In fine, au regard de la marge d’appréciation laissée aux États et de l’ensemble des sanctions prévues par le droit français en cas de « licenciement injustifié », la Cour de cassation juge le barème compatible avec l’article 10 de la Convention n°158 de l’OIT.

2- Le juge français ne peut écarter, même au cas par cas, l’application du barème au regard de cette convention internationale :

Selon la Cour de cassation, en matière de licenciement sans cause réelle et sérieuse, un contrôle de conventionnalité in concreto reviendrait pour le juge français à choisir d’écarter le barème au cas par cas, au motif que son application ne permettrait pas de tenir compte des situations personnelles de chaque justiciable et d’attribuer au salarié l’indemnisation « adéquate » à laquelle fait référence l’article 10 de la Convention de l’OIT.

Or, un tel contrôle :

  • Créerait pour les justiciables une incertitude sur la règle de droit applicable, qui serait susceptible de changer en fonction de circonstances individuelles et de leur appréciation par les juges ;
  • Porterait atteinte au principe d’égalité des citoyens devant la loi, garanti à l’article 6 de la Déclaration des droits de l’homme de 1789.

Dans un tel cadre, la Cour relève que la détermination du montant réparant le préjudice causé par un licenciement sans cause réelle et sérieuse ne se prête pas à un contrôle de conventionnalité in concreto.

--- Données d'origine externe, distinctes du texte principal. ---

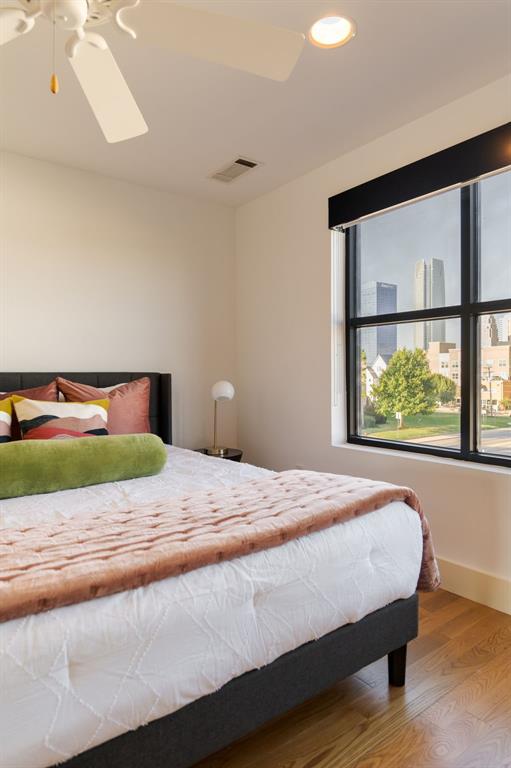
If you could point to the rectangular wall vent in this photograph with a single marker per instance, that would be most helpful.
(240, 166)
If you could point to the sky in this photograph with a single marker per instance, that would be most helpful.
(393, 242)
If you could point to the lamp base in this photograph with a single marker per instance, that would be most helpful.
(218, 451)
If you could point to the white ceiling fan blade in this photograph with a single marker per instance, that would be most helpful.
(247, 45)
(13, 24)
(106, 90)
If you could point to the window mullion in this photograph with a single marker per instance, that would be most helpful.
(469, 293)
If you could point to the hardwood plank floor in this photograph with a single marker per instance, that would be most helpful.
(454, 712)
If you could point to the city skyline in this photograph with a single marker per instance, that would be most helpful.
(392, 243)
(429, 292)
(379, 298)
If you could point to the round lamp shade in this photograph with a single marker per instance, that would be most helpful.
(222, 390)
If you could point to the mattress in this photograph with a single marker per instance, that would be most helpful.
(85, 673)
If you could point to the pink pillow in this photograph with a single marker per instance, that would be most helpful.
(129, 403)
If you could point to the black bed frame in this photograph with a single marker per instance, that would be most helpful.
(181, 739)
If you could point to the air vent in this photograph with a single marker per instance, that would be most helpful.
(240, 166)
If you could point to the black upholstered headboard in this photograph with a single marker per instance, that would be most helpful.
(160, 410)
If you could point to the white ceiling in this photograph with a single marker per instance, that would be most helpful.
(409, 57)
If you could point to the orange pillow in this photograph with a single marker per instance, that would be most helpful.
(129, 403)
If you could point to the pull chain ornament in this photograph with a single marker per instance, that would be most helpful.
(54, 81)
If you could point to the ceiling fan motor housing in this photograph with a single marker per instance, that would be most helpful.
(68, 14)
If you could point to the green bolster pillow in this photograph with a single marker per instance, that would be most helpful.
(42, 466)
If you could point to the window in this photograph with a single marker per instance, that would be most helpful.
(428, 323)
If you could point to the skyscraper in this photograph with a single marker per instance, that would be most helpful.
(378, 299)
(429, 292)
(503, 322)
(489, 331)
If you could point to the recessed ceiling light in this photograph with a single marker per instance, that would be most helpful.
(332, 31)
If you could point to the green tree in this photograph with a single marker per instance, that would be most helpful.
(406, 387)
(445, 388)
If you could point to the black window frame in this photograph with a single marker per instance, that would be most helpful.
(468, 311)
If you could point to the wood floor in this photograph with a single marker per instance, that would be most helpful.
(454, 712)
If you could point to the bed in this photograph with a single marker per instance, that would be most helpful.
(204, 658)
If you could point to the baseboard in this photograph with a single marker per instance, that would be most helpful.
(481, 587)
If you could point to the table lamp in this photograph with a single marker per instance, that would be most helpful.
(222, 390)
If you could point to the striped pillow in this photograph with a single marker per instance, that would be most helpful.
(5, 420)
(41, 420)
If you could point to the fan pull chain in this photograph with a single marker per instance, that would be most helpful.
(54, 81)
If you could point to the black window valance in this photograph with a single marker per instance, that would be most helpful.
(455, 166)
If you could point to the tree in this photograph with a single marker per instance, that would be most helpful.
(406, 387)
(445, 388)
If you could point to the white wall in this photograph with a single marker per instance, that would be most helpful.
(284, 323)
(98, 274)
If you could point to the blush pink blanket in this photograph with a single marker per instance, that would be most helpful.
(54, 565)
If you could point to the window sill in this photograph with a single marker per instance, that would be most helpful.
(409, 455)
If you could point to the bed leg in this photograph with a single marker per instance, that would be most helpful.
(397, 666)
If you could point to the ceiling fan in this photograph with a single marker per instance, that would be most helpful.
(246, 45)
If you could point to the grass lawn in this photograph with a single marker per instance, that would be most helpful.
(431, 425)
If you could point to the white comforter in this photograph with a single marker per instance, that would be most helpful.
(75, 677)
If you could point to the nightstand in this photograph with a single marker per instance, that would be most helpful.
(233, 454)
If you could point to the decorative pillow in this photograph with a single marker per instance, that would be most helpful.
(5, 420)
(41, 420)
(47, 392)
(43, 466)
(129, 403)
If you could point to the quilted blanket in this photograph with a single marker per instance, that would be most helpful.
(47, 566)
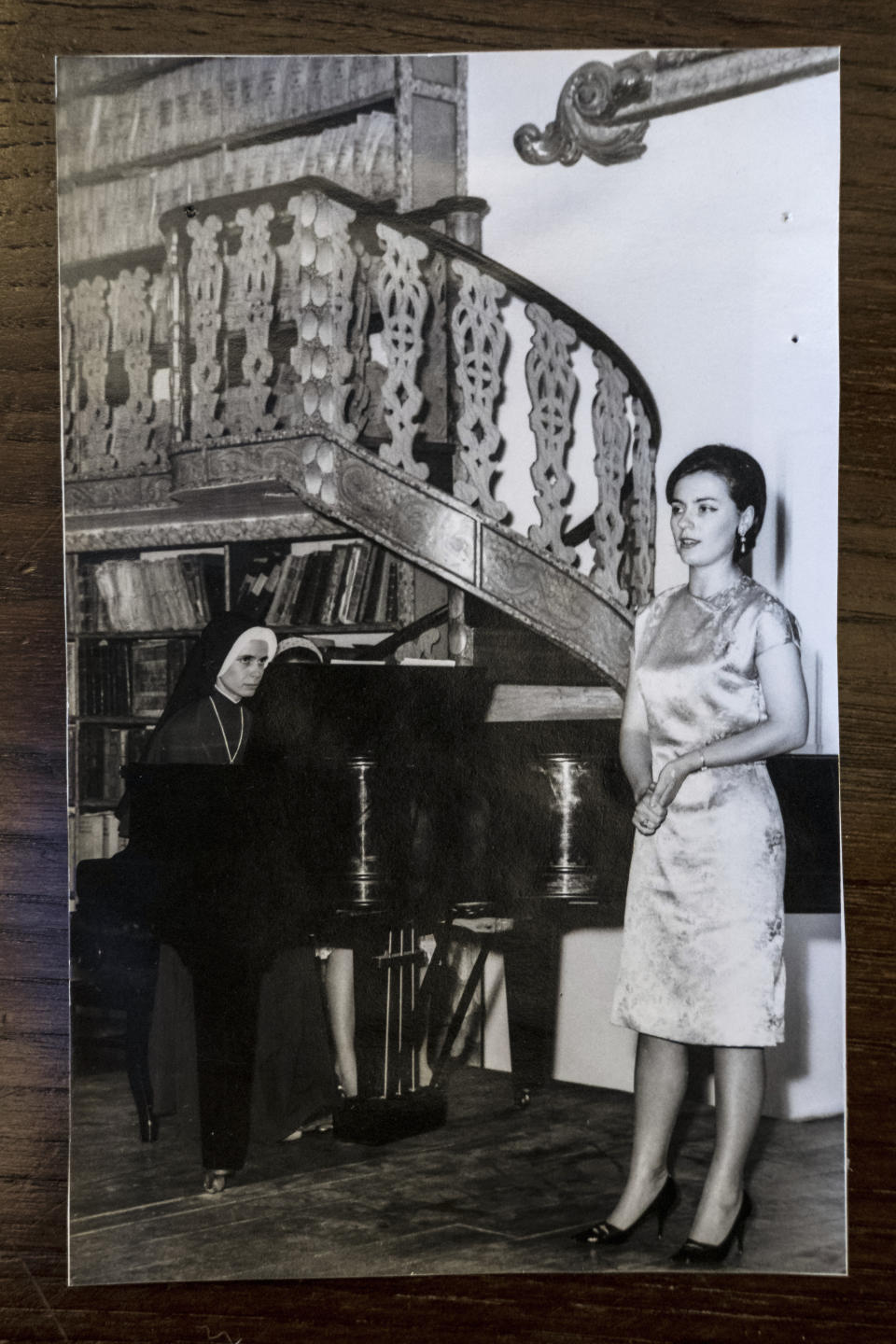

3- La loi française ne peut faire l’objet d’un contrôle de conformité à l’article 24 de la Charte sociale européenne, qui n’est pas d’effet direct :

L’article 24 de la Charte sociale européenne prévoit que les États signataires s’engagent à reconnaître aux salariés qui ont été licenciés sans motif valable le droit à une indemnité « adéquate ».

Cependant, les dispositions de l’article 24 de la Charte ne sont pas d’effet direct en droit interne, dans un litige entre particuliers.

Il en résulte que les salariés et les employeurs ne peuvent se prévaloir de l’article 24 de la Charte sociale européenne devant le juge en charge de trancher leur litige.  


En conclusion, du fait de ces arrêts, le Conseil de prud’hommes sera tenu de faire application du barème indemnitaire mentionné à l’article L. 1235-3 du Code du travail.